DB — Deutsche Bank AG
NYSE
Q3 2025 Earnings Call Summary
October 29, 2025
Summary of Deutsche Bank Q3 2025 Earnings Call
1. Key Financial Results and Metrics
- Revenue: EUR 24.4 billion for the first nine months, on track to meet the full-year target of approximately EUR 32 billion (before FX effects).
- Adjusted Costs: EUR 15.2 billion, consistent with guidance; noninterest expenses down 8% year-on-year.
- Return on Tangible Equity (RoTE): 10.9%, meeting the target of above 10%.
- Cost/Income Ratio: 63%, in line with the target of below 65%.
- Common Equity Tier 1 (CET1) Ratio: Increased to 14.5%, reflecting strong capital generation and completed share buyback program.
- Earnings Per Share: EUR 0.89 for Q3; tangible book value per share increased 3% year-on-year to EUR 30.17.
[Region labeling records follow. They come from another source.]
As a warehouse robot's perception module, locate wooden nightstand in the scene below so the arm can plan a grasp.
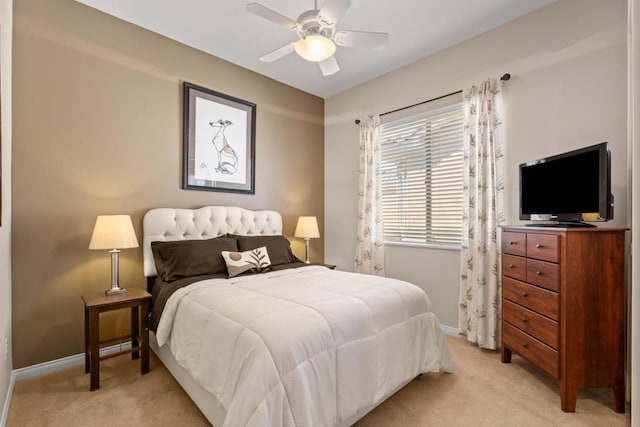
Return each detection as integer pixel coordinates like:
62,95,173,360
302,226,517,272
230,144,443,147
82,288,151,391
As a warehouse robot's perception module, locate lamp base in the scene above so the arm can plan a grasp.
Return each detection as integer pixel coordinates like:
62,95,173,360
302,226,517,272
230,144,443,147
104,288,127,295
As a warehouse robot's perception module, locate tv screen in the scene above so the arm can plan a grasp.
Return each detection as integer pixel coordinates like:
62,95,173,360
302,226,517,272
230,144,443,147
520,142,613,225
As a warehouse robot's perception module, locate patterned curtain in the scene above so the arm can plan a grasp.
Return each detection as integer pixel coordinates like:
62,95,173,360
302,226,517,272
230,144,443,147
458,79,504,350
355,115,384,276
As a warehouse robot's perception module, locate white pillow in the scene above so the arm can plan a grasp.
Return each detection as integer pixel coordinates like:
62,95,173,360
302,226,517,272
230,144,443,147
221,246,271,277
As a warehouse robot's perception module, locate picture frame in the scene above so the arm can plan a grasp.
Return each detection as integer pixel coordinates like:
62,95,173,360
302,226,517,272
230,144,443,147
182,82,256,194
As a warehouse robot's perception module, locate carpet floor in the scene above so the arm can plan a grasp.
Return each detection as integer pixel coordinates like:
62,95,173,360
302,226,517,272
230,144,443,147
6,337,631,427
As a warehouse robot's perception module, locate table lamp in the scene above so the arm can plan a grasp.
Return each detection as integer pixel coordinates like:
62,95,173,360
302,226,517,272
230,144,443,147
89,215,138,295
294,216,320,264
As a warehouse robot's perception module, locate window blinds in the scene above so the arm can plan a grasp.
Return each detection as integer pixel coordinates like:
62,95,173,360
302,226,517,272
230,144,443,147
380,104,464,246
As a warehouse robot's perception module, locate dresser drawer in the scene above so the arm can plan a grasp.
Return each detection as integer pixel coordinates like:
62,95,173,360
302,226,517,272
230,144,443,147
502,231,527,256
502,276,559,320
502,255,527,280
502,300,559,350
502,322,560,379
527,258,560,292
527,233,560,262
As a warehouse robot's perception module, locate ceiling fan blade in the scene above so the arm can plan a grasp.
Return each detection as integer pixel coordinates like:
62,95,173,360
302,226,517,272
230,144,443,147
247,3,298,31
333,31,389,49
318,0,351,27
318,55,340,76
260,42,296,62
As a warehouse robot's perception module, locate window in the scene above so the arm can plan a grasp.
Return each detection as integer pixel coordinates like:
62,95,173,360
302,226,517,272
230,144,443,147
380,104,464,246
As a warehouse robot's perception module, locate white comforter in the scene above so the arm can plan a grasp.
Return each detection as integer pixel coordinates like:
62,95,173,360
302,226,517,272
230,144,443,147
156,266,454,426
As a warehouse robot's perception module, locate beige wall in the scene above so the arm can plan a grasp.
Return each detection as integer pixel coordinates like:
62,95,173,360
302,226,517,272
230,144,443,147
627,0,640,426
12,0,324,368
0,0,12,418
325,0,628,328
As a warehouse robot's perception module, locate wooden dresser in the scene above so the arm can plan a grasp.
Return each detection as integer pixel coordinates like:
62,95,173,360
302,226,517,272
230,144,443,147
502,227,626,413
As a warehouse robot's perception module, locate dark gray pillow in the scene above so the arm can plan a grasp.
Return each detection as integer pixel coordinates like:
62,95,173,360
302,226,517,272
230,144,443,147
234,234,299,265
151,236,238,282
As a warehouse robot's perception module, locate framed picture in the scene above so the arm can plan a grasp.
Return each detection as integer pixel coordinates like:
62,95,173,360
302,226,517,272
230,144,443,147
182,82,256,194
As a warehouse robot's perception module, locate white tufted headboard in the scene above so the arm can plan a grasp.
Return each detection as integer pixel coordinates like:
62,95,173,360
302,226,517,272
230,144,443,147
142,206,282,277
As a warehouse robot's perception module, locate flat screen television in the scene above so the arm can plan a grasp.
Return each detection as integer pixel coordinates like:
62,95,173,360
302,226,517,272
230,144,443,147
520,142,613,227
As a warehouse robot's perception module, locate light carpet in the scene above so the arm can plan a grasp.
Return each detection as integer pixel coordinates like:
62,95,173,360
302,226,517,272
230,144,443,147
7,337,631,427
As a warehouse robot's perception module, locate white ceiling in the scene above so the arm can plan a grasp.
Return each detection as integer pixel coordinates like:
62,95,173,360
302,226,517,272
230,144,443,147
76,0,557,98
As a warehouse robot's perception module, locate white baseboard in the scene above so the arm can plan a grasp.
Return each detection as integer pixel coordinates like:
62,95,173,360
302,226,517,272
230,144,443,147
13,341,131,381
0,341,131,427
440,325,460,338
0,371,15,427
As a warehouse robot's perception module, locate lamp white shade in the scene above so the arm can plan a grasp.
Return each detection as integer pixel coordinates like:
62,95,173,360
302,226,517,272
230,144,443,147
294,216,320,239
89,215,138,249
293,34,336,62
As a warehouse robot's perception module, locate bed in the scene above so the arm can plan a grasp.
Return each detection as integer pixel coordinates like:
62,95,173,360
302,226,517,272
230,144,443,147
143,206,455,427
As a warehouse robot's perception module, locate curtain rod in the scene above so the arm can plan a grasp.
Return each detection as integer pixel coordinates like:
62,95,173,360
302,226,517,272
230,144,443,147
356,73,511,125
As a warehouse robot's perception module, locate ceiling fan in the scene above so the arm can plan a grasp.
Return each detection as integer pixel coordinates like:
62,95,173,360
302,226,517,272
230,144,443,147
247,0,389,76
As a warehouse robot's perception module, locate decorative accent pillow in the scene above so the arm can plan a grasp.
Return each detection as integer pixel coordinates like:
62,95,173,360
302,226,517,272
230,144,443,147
234,234,300,265
222,246,271,277
151,236,238,282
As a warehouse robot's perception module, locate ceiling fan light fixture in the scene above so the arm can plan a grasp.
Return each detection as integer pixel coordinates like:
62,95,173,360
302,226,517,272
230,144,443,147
294,34,336,62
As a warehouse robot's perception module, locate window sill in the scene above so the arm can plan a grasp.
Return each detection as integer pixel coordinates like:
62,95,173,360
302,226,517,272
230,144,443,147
384,242,460,251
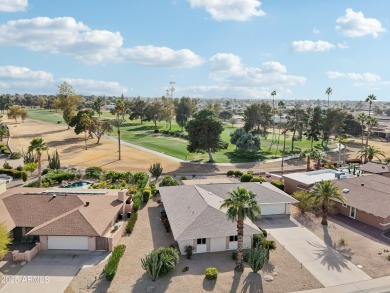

2. Strategic Updates and Business Highlights
- Business Performance: All four business segments (Corporate Bank, Investment Bank, Private Bank, Asset Management) reported double-digit profit growth.
- Corporate Bank: Strong fee growth of 5% year-on-year; recognized as the best trade finance bank.
- Investment Bank: Revenues up 18% year-on-year, driven by strong performance in Fixed Income and Advisory.
- Private Bank: Profits doubled, with a 71% increase in the first nine months; significant net inflows of EUR 13 billion.
- Asset Management: Increased assets under management by EUR 40 billion year-to-date, with net inflows of EUR 25 billion.
3. Forward Guidance and Outlook
- Confident in achieving full-year targets for 2025, including RoTE above 10% and cost/income ratio below 65%.
- Anticipate lower provisioning levels in the second half of 2025 compared to the first half.
- Expect continued revenue momentum in Q4, with a good pipeline in investment banking and solid performance in Private Bank and Asset Management.
- Committed to exceeding EUR 8 billion in shareholder distributions between 2022 and 2026.
4. Bad News, Challenges, or Points of Concern
- Credit Provisions: Increased provisions for credit losses, particularly in commercial real estate (CRE), with Stage 3 provisions at EUR 357 million.
- Operational Risk: Upcoming annual update to operational risk RWA could impact capital ratios.
- Market Conditions: Ongoing geopolitical uncertainties and macroeconomic challenges may pose risks to future performance.
- Corporate Bank Revenue: Slight decline in net interest income (NII) quarter-on-quarter, raising concerns about potential revenue rebound in Q4.
5. Notable Q&A Insights
- Confidence in Q4: CEO Christian Sewing expressed strong confidence in meeting or exceeding 2025 targets, citing a robust start to October and solid visibility into revenue streams.
- Private Credit: Discussion on private credit highlighted a disciplined approach to risk management and potential growth opportunities, despite market scrutiny.
- CET1 Ratio: CFO James von Moltke confirmed plans to maintain a sustainable capital distribution strategy, aiming to keep the CET1 ratio around 14%.
- Operational Efficiency: Continuous improvements in cost management and digital transformation in the Private Bank expected to drive further efficiencies.
Overall, Deutsche Bank reported strong financial performance in Q3 2025, with solid growth across its business segments and a confident outlook for the remainder of the year, despite some challenges in credit provisions and market conditions.